## 1. Introduction

This notebook shows how to connect Jupyter notebooks to a Spark Cluster, read a local CSV and store it to Hadoop as partitioned parquet files.

## 2. Connection to Spark Cluster

To connect to the Spark cluster, create a SparkSession object with the following params:

+ **appName:** application name displayed at the [Spark Master Web UI](http://localhost:8080/);
+ **master:** Spark Master URL, same used by Spark Workers;
+ **spark.executor.memory:** must be less than or equals to docker compose SPARK_WORKER_MEMORY config.

In [1]:
import pyspark
from pyspark.sql import SparkSession

spark = SparkSession.\
        builder.\
        appName("pyspark-notebook").\
        master("spark://spark-master:7077").\
        config("spark.executor.memory", "512m").\
        getOrCreate()

24/05/31 17:16:45 WARN NativeCodeLoader: Unable to load native-hadoop library for your platform... using builtin-java classes where applicable
Using Spark's default log4j profile: org/apache/spark/log4j-defaults.properties
Setting default log level to "WARN".
To adjust logging level use sc.setLogLevel(newLevel). For SparkR, use setLogLevel(newLevel).


## 3. Load and Store Data
We will now load data from a local CSV and store it to Hadoop partitioned by column.
Afterward you can access Hadoop UI to explore the saved parquet files.
Access Hadoop UI on 'http://localhost:9870' (Utilities -> Browse the files system )

In [2]:
import pandas
from pyspark.sql.types import *
from pyspark.sql import functions as F
import os
import time    
epochNow = int(time.time())

In [1]:
# Create a Spark DataFrame from a local CSV file
brewDF = spark.read.csv("./data/breweries.csv", header=True, inferSchema=True)
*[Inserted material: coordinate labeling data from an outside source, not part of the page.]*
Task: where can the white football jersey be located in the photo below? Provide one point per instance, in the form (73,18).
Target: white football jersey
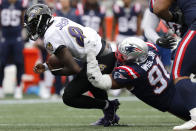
(70,34)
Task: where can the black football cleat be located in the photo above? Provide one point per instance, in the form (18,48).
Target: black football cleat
(110,113)
(101,121)
(98,122)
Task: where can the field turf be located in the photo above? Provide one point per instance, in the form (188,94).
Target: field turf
(47,115)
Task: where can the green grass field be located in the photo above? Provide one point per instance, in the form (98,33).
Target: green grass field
(55,116)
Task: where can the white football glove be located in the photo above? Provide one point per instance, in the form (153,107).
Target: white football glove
(90,46)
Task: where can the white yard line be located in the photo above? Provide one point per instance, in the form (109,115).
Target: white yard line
(37,101)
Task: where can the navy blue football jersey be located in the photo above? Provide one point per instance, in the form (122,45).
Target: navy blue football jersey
(93,18)
(188,8)
(127,19)
(11,16)
(150,80)
(178,29)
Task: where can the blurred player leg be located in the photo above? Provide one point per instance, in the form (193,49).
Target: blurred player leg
(19,62)
(58,86)
(187,90)
(45,85)
(5,50)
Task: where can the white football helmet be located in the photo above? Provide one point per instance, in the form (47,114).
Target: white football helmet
(132,49)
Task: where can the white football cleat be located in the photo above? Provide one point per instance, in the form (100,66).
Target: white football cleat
(2,95)
(18,93)
(189,125)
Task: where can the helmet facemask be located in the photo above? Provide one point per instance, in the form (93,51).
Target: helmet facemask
(132,50)
(37,20)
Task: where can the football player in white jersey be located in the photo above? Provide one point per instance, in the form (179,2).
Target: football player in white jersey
(64,39)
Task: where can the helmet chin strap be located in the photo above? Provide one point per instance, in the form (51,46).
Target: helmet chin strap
(40,18)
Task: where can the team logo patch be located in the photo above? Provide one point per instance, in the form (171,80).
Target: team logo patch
(102,67)
(132,48)
(33,13)
(49,47)
(118,75)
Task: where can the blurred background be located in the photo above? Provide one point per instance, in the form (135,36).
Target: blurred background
(114,20)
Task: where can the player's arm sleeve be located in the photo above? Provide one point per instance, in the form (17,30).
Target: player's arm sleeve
(149,25)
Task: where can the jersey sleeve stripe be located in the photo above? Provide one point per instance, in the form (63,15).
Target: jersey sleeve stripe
(181,52)
(131,72)
(152,45)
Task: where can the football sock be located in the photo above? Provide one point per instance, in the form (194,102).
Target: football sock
(187,90)
(19,68)
(193,114)
(1,74)
(106,105)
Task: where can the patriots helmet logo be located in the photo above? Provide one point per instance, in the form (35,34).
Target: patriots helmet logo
(132,48)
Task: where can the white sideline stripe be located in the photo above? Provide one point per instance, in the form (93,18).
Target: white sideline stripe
(37,101)
(80,124)
(92,116)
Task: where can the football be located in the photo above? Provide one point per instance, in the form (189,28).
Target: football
(54,63)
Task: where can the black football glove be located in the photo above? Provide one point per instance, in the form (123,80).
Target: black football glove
(178,17)
(166,42)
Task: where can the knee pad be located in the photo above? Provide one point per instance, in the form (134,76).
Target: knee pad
(67,98)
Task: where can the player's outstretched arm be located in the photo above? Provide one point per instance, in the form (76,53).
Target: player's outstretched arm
(97,79)
(70,67)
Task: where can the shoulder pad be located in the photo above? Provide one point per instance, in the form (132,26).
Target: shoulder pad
(129,71)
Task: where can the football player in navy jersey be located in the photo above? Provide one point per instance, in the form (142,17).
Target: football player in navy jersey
(12,12)
(184,62)
(140,67)
(93,15)
(128,19)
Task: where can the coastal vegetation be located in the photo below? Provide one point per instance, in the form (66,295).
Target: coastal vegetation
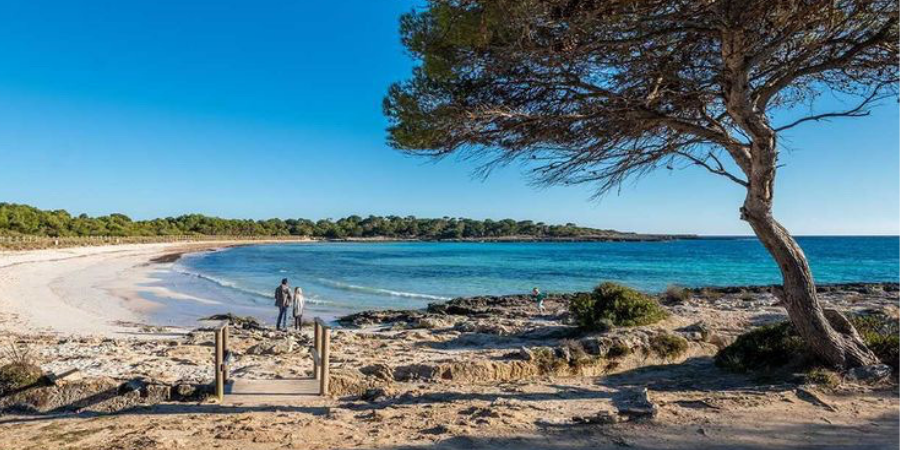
(612,304)
(16,219)
(775,346)
(605,92)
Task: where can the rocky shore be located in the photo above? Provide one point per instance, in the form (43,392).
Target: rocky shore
(465,373)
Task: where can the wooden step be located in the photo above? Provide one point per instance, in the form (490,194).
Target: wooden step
(241,392)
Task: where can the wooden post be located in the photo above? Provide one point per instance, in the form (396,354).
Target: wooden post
(317,351)
(224,354)
(220,356)
(326,354)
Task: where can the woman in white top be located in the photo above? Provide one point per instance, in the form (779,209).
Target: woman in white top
(297,308)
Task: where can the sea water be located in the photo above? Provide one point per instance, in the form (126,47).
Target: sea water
(339,278)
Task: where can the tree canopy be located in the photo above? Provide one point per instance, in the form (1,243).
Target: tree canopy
(598,91)
(27,220)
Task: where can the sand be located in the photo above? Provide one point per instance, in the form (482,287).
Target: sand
(454,382)
(88,291)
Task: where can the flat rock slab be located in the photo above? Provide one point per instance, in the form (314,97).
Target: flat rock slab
(240,392)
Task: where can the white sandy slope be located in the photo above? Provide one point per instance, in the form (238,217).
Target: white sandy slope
(71,291)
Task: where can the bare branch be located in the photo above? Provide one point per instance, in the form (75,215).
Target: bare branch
(858,111)
(719,169)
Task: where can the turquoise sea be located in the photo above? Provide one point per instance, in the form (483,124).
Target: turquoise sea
(339,278)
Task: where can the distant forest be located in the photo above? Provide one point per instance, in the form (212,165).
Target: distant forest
(18,219)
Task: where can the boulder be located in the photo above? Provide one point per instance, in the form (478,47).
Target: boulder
(378,371)
(272,348)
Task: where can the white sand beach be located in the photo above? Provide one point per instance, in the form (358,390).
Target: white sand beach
(97,291)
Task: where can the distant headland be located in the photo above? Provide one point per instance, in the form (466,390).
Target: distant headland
(25,220)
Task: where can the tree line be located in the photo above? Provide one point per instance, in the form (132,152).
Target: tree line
(16,219)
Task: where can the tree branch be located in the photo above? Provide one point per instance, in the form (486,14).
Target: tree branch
(719,169)
(770,89)
(858,111)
NameError: name 'spark' is not defined

In [2]:
# Show first 5 rows
brewDF.show(5)

NameError: name 'brewDF' is not defined

In [None]:
csvName = "breweries"
# Write Dataframe into HDFS
# Repartition it by "city" column before storing as parquet files in Hadoop
brewDF.write.option("header",True) \
        .partitionBy("city") \
        .mode("overwrite") \
        .parquet("hdfs://namenode:9000/gold_zone/{}_{}.parquet".format(csvName,epochNow))
print("Sales Dataframe stored in Hadoop.")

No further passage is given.